At times I am amazed that a photographer who used to shoot railroad cars ended up photographing food and jewelry!
Thirty-nine years ago, heavy industry was all around when I started this business in far western Pennsylvania. My family and I lived 50 miles north of Pittsburgh, in the heart of the nation’s industrial might. My clients were steel mills and billion-dollar manufacturers, companies like Trinity Inc, Werner Ladders, Lockley Manufacturing, Miner Rail, Rockwell Axle, and many more like them. I did, indeed, photograph railroad cars, trolleys, molten steel, and military hardware.
Over the late 1990s and early 2000s, the passage of NAFTA created the exodus of our region’s manufacturing to other nations to enhance corporate profits. Rather than leave photography — the work I love — I switched markets from industrial to small products and food. I downsized from a huge commercial studio to one more suited to the available work, and more in keeping with the change in required space. In addition, I changed work processes to a scale that didn’t involve a truckload of lighting gear to illuminate huge warehouses but is in keeping with smaller products; work that takes place on tables.
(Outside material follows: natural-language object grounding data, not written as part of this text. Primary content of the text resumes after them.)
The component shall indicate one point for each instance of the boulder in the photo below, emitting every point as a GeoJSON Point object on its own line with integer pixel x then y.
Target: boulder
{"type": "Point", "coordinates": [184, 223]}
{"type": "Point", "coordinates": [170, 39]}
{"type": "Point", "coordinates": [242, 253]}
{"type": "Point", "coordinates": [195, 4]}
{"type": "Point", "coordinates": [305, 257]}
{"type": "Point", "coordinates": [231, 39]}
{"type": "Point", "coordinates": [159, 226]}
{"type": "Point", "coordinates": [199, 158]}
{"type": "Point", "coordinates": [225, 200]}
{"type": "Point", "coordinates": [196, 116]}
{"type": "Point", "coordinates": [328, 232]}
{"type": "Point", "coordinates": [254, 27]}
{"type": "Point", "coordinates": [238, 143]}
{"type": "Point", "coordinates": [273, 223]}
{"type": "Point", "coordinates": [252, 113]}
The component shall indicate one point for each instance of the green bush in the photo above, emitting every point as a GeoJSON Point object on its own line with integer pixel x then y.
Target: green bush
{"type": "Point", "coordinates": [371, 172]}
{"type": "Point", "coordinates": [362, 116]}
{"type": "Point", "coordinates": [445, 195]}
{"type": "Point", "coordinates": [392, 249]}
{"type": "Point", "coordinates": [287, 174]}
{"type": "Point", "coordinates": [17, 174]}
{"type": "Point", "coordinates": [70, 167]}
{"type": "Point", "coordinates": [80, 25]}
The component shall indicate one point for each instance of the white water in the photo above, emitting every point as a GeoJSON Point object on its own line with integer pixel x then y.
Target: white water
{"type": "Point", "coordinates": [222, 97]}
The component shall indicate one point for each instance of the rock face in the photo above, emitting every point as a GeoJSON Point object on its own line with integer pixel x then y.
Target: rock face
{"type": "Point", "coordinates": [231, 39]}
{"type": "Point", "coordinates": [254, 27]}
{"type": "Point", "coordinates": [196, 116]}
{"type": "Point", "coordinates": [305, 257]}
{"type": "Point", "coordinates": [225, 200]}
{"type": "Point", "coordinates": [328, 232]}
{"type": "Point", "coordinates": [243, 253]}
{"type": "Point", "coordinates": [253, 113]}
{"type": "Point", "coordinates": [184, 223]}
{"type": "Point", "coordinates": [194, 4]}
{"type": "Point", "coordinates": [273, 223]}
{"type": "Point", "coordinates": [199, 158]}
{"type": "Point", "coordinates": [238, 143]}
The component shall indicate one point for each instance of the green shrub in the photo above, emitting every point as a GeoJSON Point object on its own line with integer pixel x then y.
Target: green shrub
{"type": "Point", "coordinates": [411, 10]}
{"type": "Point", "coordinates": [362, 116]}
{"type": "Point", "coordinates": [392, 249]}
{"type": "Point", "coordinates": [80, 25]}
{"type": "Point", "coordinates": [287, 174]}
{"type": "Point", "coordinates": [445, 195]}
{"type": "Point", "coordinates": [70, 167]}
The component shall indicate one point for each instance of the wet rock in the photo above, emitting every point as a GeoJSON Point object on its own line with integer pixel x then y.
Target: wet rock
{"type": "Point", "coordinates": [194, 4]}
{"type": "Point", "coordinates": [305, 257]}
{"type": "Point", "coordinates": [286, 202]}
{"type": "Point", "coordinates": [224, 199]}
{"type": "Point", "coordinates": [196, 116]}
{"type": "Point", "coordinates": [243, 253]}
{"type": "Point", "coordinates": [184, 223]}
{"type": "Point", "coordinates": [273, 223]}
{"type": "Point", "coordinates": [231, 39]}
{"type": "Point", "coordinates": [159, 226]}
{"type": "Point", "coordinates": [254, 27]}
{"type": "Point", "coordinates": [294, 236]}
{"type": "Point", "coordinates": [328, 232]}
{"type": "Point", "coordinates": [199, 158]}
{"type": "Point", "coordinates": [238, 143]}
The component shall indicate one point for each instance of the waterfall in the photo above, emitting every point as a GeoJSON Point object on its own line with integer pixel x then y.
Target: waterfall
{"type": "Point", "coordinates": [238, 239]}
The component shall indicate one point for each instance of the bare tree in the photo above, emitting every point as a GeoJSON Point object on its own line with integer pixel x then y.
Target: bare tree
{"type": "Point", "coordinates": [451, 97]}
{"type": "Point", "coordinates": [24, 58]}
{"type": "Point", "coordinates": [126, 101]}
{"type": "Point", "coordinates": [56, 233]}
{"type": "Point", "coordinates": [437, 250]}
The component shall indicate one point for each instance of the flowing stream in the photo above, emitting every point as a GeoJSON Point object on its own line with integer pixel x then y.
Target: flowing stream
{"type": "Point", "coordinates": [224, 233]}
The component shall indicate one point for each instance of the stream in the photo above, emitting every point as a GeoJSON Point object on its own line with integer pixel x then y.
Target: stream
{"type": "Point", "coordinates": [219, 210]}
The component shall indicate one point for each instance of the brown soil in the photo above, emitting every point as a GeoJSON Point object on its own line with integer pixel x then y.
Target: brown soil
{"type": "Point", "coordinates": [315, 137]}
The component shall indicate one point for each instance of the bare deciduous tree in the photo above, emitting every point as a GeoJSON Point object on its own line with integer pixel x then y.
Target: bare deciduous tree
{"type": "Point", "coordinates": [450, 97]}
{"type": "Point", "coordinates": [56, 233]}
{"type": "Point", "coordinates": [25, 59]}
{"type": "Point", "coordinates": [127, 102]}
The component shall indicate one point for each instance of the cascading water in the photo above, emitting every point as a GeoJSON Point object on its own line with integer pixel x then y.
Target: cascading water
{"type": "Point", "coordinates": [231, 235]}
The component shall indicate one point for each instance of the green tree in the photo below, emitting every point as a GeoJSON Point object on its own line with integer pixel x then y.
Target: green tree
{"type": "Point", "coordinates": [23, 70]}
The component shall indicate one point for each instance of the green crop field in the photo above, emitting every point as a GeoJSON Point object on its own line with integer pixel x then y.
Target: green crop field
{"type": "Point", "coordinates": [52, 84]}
By 2010, however, the ripple effect of job loss and reduced income for those people who remained in my old region led me to look elsewhere to continue in my chosen field. The area in which I was located is now one of the most economically deprived in the entire state.
Fortunately, I had by now, gained substantial experience in photographing food and jewelry, and have always had experience in corporate headshots and executive portraiture. When the opportunity came to move to Frederick in late 2010, I took the risk, and here I remain. Food, jewelry, and corporate portraiture are the primary markets I now pursue, plus corporate events and small products like clothing or electronics.